The NYT does a good job today of explaining what’s going on at GMAC, although it doesn’t quantify the haircut that the company is asking bondholders to accept; my commenters put it in the 10% range, which seems roughly right. If GMAC can convert 10% of its debt into equity, that should be more than enough to become well-capitalized enough to become a bank.
But the key player here is Cerberus, which owns 51% of GMAC, and whose equity stake in the lender would likely be wiped out were GMAC to declare bankruptcy; "industry experts" are quoted in the article as saying that a bankruptcy filing could come as soon as this month if neither bondholders nor shareholders recapitalize the company.
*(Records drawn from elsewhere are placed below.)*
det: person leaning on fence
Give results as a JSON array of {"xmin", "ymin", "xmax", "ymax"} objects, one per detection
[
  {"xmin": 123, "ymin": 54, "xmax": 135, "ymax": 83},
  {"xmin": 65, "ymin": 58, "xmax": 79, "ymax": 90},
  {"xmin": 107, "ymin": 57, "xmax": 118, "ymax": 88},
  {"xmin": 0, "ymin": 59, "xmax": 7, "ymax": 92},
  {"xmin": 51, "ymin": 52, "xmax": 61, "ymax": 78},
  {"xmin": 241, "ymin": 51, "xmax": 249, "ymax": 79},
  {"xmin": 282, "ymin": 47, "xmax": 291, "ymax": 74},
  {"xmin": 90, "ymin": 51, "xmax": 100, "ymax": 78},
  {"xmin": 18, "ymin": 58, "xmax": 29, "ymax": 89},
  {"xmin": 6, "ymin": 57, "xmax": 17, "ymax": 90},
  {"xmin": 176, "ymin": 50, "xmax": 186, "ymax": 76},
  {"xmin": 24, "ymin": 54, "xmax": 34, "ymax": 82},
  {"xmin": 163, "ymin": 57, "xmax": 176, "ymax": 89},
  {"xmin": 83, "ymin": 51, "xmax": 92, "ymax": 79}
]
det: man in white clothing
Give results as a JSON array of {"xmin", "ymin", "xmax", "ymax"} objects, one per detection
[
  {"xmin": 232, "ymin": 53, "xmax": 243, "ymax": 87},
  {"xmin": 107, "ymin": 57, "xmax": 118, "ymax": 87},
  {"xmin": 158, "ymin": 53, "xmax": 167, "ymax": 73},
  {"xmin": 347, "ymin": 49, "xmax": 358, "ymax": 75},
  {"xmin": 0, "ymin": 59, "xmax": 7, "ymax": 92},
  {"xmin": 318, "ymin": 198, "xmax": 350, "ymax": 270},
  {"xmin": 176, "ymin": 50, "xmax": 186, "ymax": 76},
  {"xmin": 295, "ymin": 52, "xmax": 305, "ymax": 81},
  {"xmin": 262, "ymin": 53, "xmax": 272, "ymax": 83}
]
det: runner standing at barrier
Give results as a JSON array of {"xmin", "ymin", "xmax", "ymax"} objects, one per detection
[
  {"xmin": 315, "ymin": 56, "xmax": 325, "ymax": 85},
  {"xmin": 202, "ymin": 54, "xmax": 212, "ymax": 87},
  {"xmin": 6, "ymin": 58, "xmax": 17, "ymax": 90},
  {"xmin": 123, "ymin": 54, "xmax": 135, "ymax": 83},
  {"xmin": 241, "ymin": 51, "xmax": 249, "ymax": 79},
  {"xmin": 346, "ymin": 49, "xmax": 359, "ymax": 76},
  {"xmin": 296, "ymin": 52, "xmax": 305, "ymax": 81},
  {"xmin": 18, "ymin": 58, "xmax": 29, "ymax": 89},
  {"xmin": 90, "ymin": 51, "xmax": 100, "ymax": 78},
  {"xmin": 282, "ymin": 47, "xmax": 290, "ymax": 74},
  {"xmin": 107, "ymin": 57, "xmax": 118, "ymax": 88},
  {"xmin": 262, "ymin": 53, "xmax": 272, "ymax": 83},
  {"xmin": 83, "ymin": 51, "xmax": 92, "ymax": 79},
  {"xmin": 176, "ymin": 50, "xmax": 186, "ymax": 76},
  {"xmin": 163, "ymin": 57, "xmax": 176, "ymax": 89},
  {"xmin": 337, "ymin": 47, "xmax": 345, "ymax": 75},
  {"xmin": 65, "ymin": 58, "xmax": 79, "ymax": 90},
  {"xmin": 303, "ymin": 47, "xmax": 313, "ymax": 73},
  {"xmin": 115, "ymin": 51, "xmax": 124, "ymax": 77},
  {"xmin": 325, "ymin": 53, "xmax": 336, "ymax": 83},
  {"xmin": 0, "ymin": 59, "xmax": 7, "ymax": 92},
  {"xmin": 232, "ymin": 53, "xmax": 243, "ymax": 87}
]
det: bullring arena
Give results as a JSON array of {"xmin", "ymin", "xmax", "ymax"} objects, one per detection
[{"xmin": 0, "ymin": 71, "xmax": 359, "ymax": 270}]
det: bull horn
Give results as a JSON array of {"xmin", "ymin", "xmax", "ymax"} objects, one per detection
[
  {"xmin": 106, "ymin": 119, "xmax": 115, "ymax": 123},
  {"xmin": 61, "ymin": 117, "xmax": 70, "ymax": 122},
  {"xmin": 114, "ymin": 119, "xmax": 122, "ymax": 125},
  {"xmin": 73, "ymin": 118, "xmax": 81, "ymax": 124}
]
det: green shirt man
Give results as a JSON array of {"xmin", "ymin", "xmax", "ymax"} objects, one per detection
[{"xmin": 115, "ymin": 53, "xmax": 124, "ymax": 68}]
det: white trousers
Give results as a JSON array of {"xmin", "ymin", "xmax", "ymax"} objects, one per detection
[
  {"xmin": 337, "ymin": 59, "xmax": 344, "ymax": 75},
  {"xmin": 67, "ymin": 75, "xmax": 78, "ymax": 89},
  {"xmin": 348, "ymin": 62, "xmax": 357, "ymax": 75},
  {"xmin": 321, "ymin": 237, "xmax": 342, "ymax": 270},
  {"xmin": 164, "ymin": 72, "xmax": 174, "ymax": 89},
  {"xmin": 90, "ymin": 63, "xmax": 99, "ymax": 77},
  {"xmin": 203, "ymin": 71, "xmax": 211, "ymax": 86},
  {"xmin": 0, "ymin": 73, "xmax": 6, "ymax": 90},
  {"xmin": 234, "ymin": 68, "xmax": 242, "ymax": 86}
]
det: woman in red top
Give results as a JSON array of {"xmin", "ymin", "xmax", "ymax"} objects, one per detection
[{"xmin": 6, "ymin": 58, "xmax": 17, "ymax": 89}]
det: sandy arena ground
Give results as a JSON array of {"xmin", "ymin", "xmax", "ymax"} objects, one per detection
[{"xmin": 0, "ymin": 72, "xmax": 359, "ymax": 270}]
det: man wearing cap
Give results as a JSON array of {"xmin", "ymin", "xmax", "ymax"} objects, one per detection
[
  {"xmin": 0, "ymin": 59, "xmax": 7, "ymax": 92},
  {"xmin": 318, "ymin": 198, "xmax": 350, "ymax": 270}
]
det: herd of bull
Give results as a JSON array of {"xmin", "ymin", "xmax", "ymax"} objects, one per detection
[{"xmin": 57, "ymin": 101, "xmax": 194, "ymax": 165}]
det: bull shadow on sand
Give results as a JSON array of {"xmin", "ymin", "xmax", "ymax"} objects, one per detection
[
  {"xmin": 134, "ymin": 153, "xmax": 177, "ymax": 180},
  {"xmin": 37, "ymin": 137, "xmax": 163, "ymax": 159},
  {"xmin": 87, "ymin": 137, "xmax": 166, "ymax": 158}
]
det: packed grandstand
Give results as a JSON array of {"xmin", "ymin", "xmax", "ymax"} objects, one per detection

So what we have is a game of chicken. Neither bondholders nor shareholders are likely to be well served by a bankruptcy; both would be better off recapitalizing the company now, either through a debt haircut or through a cash injection. But the shareholders want the bondholders to step up (hence the tender offer), while the bondholders reckon there’s no way the majority shareholder will simply let GMAC fail:
Some bondholders see the bankruptcy threat as a bluff. Pimco, the giant money manager in California, is one bondholder that is unconvinced that Cerberus would actually push GMAC into bankruptcy, according to people close to the matter.
Cerberus has been consistently high-handed and opaque in its dealings not only with bondholders but also with Congress; it’s an understandable tactic for a relatively secretive private-equity fund, but one which has clearly backfired in recent weeks. Now, it’s crunch time. Either Cerberus really engages GMAC’s bondholders (and it’s probably too late for that at this point), or else it will be forced to choose between throwing good money after bad, on the one hand, or seeing a major portfolio company fail, on the other.